Learned counsel for the Respondent submitted that the learned trial Judge was right when he held that the suit was caught by the doctrine of estoppel per rem judicata. Learned counsel referred to the factors that should be present before a court can hold that a matter was caught by the doctrine of estoppel per rem judicata. The factors are:
(1) That the parties or their privies in both earlier and instant case are the same.
(2) That the judgment relied upon is valid, subsisting and final.
(3) That the claim or issue in dispute in the proceedings are the same.
(4) That the subject matter of the litigation in both cases is the same.
(5) That the court that decided the previous suit is a court of competent jurisdiction.
He cited the case of Omnia Nig. Ltd v. Dyktrade Ltd (2007) All F.W.L.R Part 394 at 225 to 226 paras H-A.
He submitted that the parties in both suits i.e. PHC/98/2008 and PHC/824/2008 are the same. He submitted further that the judgment in PHC/98/2008 is valid, subsisting and final. Submitted that he would argue the factors of claim and subject matter jointly as they are related. He urged the court to compare the Statement of Claim in PHC/824/2008 with the undefended list affidavit in PHC/98/2008. He contended that a careful perusal of these documents clearly shows that in both cases there is only one subject matter which is the amount owed the Appellant by the Respondent over the year 2003 contract between the parties.
He contended further that nowhere in PHC/98/2008 did the Appellant state that the said sum of $385,755.76 is a part payment of the total sum owed. Rather it claimed the amount as the sum owed for the year 2003 contract.
He submitted further that the claim or issue in dispute is the same. If the Appellant had wanted to claim the sum of $385.755.76 as part payment of the total amount owed, it would have so stated in PHC/98/2008. Learned counsel for the Respondent submitted that paragraph 2 of the Respondent’s Statement of Defence cannot be read in isolation of the entire Statement of Defence. Submitted that the judgment obtained by the Appellant in PHC/98/2008 on 16/04/2008 was in full and final payment of the sum due to the Appellant in respect of the year 2003 contract. Learned counsel for the Respondent urged the Court to resolve the sole issue in favour of the Respondent and dismiss the appeal as lacking merit.
Generally speaking, several issues may be raised within one cause of action which is necessary for the determination of the whole case. In order for a case to qualify as estoppels per rem judicata, the party relying on it must establish the followings:
(1) That the parties or their privies in both the earlier case and the case in which it is raised are the same.
(2) That the judgment relied upon is valid, subsisting and final.
(3) That the claim or issue in dispute in the proceedings is the same.
(4) That the subject matter of the litigation in both cases is the same.
(5) That the court that decided the previous suit is a court of competent jurisdiction.
All the foregoing requirements of the doctrine must be fully established before the plea can be sustained. See Alase v. Olorii-Ilu (1965) N.M.L.R. page 66, Iga v. Amakiri (1976) II S.C. page 1, Fadiora v. Gbadebo (1978) 3 S.C. 219, Oke v. Atoloye (1985) 2 N.W.L.R. Part 9 page 578, Omnnia (Nig.) Ltd. v. Dyktrade Ltd. (2007) 15 N.W.L.R. Part 1058 page 576 at 609 – 610 paras F – C and 624 paras F – G and Abiola & Sons. Bottling Company Ltd. v. 7up Bottling Co. Ltd. (2012) 15 N.W.L.R. Part 1322 page 184 at 196 – 197 paras C – A.

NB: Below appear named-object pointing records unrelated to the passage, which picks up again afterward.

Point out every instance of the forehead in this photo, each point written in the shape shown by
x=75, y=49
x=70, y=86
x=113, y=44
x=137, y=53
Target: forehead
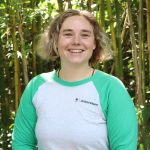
x=76, y=22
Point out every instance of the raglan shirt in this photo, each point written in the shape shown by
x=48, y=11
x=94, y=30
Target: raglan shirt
x=96, y=113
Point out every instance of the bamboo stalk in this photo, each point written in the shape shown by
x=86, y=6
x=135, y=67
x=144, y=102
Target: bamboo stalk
x=16, y=63
x=118, y=39
x=60, y=6
x=148, y=34
x=141, y=50
x=113, y=37
x=24, y=60
x=138, y=95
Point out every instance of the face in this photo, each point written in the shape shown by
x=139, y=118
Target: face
x=76, y=41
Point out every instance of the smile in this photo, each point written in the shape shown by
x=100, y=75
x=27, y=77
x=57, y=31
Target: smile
x=75, y=50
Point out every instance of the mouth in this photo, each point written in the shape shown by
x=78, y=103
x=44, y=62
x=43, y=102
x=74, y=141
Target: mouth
x=76, y=50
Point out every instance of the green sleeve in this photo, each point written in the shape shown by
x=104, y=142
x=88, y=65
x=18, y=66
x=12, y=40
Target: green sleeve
x=23, y=137
x=121, y=118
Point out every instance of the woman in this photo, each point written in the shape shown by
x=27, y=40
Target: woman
x=75, y=107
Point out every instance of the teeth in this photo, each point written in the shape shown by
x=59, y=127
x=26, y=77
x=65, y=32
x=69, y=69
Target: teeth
x=75, y=50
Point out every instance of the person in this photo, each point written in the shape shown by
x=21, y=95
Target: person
x=75, y=107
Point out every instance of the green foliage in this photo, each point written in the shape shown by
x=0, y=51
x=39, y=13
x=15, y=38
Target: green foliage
x=34, y=16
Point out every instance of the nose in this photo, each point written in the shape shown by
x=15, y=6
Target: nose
x=76, y=40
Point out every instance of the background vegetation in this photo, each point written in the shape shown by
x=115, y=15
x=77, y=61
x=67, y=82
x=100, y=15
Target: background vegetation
x=127, y=22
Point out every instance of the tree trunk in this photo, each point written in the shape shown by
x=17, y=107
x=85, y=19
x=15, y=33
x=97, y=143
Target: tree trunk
x=148, y=35
x=119, y=69
x=16, y=63
x=24, y=60
x=113, y=37
x=138, y=95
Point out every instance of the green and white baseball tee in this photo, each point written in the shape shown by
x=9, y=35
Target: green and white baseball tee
x=96, y=113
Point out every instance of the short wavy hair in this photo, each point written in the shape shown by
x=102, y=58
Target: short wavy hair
x=47, y=45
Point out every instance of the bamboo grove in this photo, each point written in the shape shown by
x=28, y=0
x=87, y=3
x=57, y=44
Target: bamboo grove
x=126, y=22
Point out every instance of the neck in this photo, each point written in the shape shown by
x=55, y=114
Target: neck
x=75, y=73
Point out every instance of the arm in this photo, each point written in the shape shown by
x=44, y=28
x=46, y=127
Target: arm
x=121, y=118
x=23, y=137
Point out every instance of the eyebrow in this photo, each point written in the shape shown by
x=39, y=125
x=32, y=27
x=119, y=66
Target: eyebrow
x=83, y=30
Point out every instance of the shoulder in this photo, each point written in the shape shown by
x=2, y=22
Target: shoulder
x=40, y=79
x=107, y=80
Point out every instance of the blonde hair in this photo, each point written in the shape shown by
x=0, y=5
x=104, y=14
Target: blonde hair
x=47, y=45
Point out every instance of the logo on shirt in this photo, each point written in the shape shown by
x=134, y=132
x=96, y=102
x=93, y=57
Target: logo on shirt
x=85, y=101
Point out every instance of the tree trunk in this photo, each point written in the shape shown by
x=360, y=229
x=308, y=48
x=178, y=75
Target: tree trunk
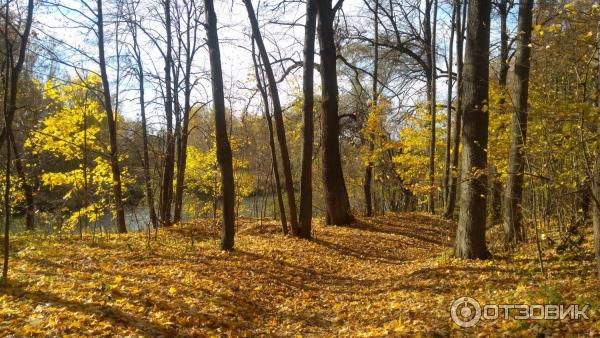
x=495, y=184
x=445, y=187
x=368, y=180
x=308, y=131
x=112, y=128
x=224, y=156
x=277, y=113
x=452, y=191
x=167, y=182
x=182, y=155
x=513, y=216
x=265, y=99
x=146, y=156
x=336, y=195
x=27, y=191
x=430, y=37
x=470, y=235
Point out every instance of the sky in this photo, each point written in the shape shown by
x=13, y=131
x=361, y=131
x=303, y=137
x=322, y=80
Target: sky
x=64, y=26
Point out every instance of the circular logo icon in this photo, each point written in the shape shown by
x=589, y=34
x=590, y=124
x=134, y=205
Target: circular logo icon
x=465, y=311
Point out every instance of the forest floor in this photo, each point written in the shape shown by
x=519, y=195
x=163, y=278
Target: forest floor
x=389, y=275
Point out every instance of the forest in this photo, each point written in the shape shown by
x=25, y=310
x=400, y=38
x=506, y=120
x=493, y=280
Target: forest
x=320, y=168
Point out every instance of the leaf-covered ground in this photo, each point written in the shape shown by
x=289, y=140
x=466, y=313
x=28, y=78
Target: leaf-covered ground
x=389, y=275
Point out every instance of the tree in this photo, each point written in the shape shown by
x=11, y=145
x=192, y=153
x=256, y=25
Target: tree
x=446, y=179
x=513, y=217
x=369, y=169
x=222, y=140
x=139, y=72
x=470, y=234
x=457, y=130
x=112, y=128
x=430, y=38
x=307, y=109
x=187, y=37
x=336, y=195
x=278, y=115
x=504, y=7
x=263, y=92
x=169, y=163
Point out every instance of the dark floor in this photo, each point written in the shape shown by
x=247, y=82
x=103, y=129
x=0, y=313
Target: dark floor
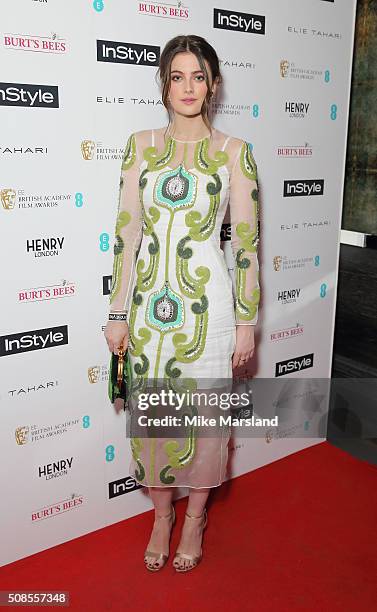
x=353, y=405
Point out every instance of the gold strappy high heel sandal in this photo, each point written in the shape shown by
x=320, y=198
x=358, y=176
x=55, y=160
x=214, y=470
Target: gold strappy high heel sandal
x=159, y=557
x=193, y=558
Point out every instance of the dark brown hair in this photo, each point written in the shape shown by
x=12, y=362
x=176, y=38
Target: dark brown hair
x=203, y=51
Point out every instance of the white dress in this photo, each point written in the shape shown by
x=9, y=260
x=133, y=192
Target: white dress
x=171, y=278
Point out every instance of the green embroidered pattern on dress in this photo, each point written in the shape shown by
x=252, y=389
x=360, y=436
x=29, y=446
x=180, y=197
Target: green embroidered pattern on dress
x=246, y=306
x=123, y=218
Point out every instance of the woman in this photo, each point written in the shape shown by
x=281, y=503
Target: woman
x=171, y=301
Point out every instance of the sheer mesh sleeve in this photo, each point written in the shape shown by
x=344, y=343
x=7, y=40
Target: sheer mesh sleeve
x=128, y=229
x=244, y=219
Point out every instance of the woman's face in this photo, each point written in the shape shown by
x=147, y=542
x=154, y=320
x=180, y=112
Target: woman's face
x=188, y=87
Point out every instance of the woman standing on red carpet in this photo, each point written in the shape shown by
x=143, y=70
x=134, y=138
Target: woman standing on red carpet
x=172, y=300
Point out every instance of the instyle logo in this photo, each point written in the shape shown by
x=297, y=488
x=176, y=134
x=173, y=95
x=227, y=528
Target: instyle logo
x=127, y=53
x=122, y=486
x=303, y=187
x=22, y=342
x=29, y=95
x=240, y=22
x=295, y=364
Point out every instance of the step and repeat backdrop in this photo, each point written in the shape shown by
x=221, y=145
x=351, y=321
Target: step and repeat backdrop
x=77, y=77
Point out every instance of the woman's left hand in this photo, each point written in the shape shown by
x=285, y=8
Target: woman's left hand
x=245, y=345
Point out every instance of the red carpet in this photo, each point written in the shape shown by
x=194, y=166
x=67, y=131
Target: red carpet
x=298, y=534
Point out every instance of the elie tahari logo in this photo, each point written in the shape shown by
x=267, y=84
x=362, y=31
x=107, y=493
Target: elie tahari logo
x=26, y=94
x=295, y=364
x=240, y=22
x=22, y=342
x=303, y=187
x=127, y=53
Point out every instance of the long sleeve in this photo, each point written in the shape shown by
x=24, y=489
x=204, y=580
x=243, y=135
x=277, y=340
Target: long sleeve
x=244, y=219
x=128, y=230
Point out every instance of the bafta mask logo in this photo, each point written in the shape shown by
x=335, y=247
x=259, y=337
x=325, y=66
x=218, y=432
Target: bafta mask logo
x=22, y=434
x=8, y=198
x=277, y=262
x=87, y=149
x=93, y=374
x=284, y=68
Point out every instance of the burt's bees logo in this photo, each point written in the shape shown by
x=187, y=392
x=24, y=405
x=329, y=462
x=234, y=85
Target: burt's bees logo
x=87, y=149
x=8, y=198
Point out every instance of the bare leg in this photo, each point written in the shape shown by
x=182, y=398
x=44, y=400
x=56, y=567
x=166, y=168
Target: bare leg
x=192, y=531
x=159, y=540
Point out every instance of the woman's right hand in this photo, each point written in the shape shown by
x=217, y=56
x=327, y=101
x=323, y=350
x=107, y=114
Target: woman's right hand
x=116, y=333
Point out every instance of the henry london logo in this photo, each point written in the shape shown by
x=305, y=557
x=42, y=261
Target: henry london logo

To determine whether the facts in issue and subject matter in the instant case are the same with suit no. PHC/98/2008, this Court will critically examine the facts pleaded in suit no. PHC/98/2008 Oilserv Ltd v. Global Gas & Refining Ltd and the documents the Appellant relied upon whereby the Court gave judgment in its favour in PHC/98/2008: Oilserv Ltd v. Global Gas & Refining Ltd.

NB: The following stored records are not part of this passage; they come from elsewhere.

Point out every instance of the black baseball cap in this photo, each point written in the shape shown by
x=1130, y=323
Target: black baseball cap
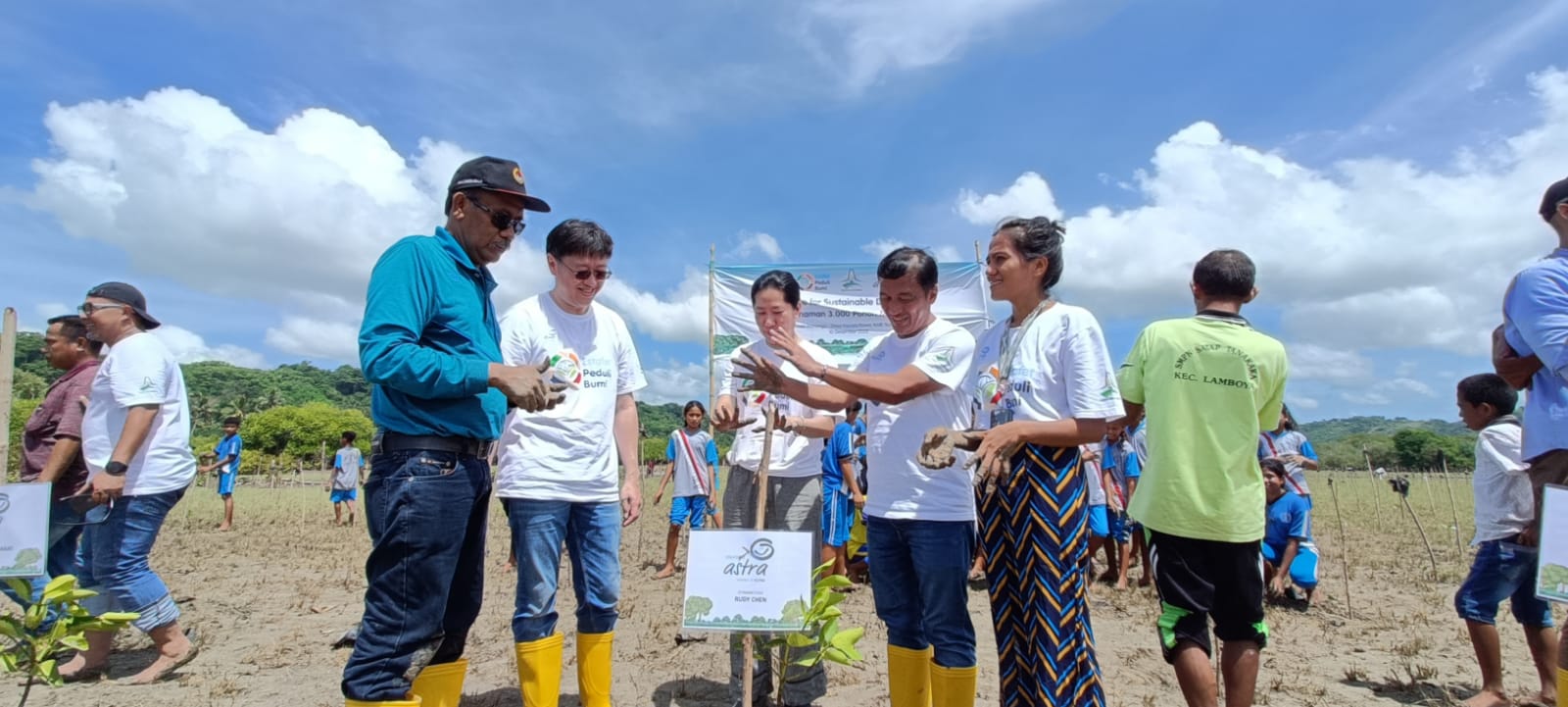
x=494, y=175
x=1556, y=193
x=127, y=295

At page 27 of the record of appeal, Appellant claimed thus:
“(1) Claimant hereby claims the sum of $385,755.77 (Three Hundred and Eighty-Five Thousand, Seven Hundred and Fifty-Five Dollars and Seventy-Six cents) only or its naira equivalent at the prevailing exchange rate being the sum of money owed by the Defendant to the Claimant as a result of the contract made between the Claimant and the Defendant within the year 2003.

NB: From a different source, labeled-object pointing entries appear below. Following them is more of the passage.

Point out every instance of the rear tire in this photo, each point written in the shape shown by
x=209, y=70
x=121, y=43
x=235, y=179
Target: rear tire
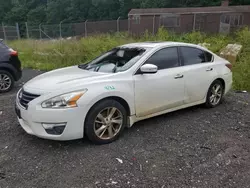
x=6, y=81
x=215, y=94
x=105, y=122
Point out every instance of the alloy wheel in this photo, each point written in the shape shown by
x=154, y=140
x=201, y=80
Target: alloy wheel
x=108, y=123
x=5, y=82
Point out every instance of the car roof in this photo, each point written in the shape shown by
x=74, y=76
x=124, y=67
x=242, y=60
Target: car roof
x=156, y=44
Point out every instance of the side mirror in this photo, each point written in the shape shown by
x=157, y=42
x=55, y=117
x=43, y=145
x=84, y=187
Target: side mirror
x=148, y=69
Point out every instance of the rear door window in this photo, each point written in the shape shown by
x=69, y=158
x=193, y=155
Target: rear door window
x=165, y=58
x=192, y=56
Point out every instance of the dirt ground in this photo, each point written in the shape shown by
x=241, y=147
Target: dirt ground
x=195, y=147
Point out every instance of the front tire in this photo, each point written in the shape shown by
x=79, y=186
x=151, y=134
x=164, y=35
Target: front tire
x=105, y=122
x=6, y=81
x=215, y=94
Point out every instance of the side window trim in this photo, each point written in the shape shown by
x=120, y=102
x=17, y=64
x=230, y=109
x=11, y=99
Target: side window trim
x=181, y=55
x=145, y=61
x=164, y=49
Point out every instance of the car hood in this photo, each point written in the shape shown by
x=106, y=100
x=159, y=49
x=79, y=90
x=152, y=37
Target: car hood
x=64, y=77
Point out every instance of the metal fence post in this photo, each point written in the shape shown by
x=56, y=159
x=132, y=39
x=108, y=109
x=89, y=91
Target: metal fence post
x=86, y=31
x=128, y=24
x=194, y=22
x=60, y=29
x=17, y=31
x=40, y=31
x=27, y=30
x=118, y=24
x=154, y=25
x=4, y=32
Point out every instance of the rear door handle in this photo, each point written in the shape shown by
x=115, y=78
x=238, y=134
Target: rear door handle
x=178, y=76
x=209, y=69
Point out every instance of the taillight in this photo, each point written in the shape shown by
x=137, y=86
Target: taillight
x=13, y=53
x=230, y=66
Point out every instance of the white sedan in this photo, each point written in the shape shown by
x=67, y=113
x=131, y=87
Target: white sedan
x=127, y=84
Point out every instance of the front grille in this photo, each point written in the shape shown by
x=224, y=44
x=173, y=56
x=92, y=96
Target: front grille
x=25, y=98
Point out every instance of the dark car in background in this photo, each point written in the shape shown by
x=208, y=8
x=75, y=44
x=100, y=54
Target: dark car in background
x=10, y=67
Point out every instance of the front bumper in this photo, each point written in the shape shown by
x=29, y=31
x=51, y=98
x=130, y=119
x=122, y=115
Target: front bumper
x=33, y=118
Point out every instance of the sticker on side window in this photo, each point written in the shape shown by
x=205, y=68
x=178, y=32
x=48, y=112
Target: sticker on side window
x=109, y=87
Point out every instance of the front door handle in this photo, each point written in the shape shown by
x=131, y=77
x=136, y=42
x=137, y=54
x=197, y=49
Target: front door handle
x=209, y=69
x=178, y=76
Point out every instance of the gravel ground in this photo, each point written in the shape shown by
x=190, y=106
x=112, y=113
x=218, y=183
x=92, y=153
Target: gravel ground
x=195, y=147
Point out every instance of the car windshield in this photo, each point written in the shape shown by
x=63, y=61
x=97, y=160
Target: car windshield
x=116, y=60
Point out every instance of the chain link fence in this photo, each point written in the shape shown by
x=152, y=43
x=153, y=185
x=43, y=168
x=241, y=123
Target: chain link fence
x=9, y=32
x=83, y=29
x=136, y=25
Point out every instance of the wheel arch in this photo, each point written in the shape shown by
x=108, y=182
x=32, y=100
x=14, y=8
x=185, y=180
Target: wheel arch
x=121, y=100
x=222, y=81
x=9, y=69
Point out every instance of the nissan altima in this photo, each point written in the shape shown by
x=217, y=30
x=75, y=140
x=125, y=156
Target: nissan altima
x=127, y=84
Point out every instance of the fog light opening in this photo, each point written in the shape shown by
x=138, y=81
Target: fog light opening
x=54, y=128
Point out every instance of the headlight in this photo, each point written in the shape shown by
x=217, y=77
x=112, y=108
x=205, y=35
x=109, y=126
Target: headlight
x=67, y=100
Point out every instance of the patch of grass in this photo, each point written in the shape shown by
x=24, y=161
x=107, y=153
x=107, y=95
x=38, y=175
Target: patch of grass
x=49, y=55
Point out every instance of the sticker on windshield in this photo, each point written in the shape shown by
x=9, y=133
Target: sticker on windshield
x=109, y=87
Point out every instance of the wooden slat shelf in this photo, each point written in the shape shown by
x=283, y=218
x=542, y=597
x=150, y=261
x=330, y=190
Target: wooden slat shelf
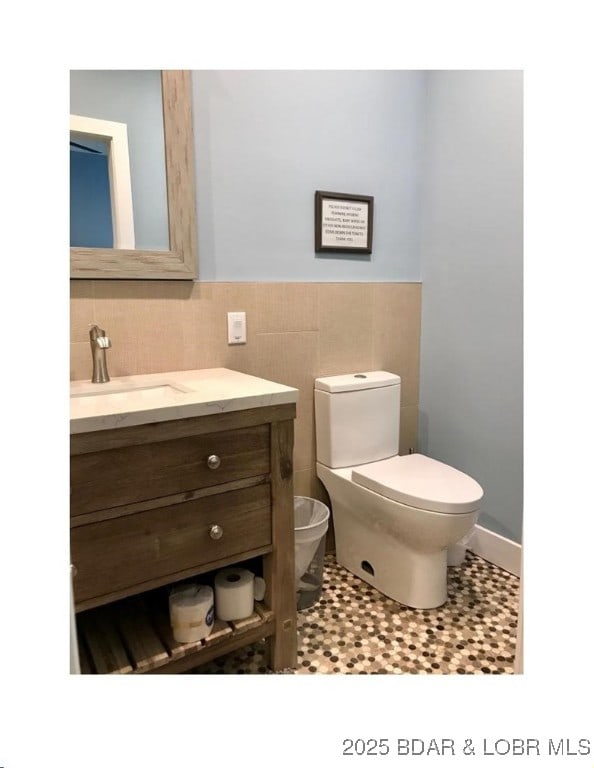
x=134, y=636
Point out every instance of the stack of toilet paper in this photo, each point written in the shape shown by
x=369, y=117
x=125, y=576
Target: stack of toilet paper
x=235, y=592
x=191, y=612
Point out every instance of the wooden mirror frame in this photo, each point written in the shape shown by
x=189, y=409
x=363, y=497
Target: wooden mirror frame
x=178, y=263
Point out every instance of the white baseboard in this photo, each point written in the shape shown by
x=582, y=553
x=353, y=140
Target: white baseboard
x=496, y=549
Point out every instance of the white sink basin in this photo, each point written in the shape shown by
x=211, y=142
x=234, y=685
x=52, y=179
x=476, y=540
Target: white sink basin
x=150, y=390
x=152, y=397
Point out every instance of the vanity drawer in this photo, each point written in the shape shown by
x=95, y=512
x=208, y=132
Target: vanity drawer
x=119, y=476
x=114, y=555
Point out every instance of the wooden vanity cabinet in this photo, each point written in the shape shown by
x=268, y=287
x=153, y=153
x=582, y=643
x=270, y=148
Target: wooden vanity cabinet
x=158, y=503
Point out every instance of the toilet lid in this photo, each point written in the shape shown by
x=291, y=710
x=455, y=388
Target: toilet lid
x=419, y=481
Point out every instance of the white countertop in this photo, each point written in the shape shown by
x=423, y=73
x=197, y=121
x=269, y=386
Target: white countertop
x=148, y=398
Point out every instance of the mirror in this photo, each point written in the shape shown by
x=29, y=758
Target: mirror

(2) The Claimant further claims 10% interest on the said outstanding sum from the date of the judgment until the total sum is liquidated.”
The Appellant’s averments in the supporting affidavit to Suit No. PHC/98/2008: Oilserv Ltd v. Global Gas & Refining Ltd., at paragraphs 4, 5, 6, 7, 8, 9, and 10 are reproduced hereunder as follows: :
“4. That claimant and defendant entered into pipeline contract in Port, within the month of March 2003, within the jurisdiction of this Honourable Court, the said claimant duly executed the said contract.
5. That after due execution of the said contract which was duly acknowledged by the defendant, claimant wrote defendant requesting for the payment of the agreed contract sum by the defendant. Claimant’s letter dated 12th August, 2005 addressed to the defendant, is hereby exhibited and marked Exhibit ‘A’.
6. That as a result of the due execution of the said contract, by the claimant, defendant wrote to the claimant acknowledging indebtedness of the sum of $385.755.76 (Three Hundred and Eighty-Five Thousand, Seven Hundred and Fifty-Five Dollars and Seventy-Six Cents to the claimant.
7. That the defendant’s letter erroneously dated 23rd August, 2004 instead of 2005, duly signed by the defendant’s Managing Director acknowledging owing claimant the said sum is hereby exhibited and marked Exhibit ‘B’.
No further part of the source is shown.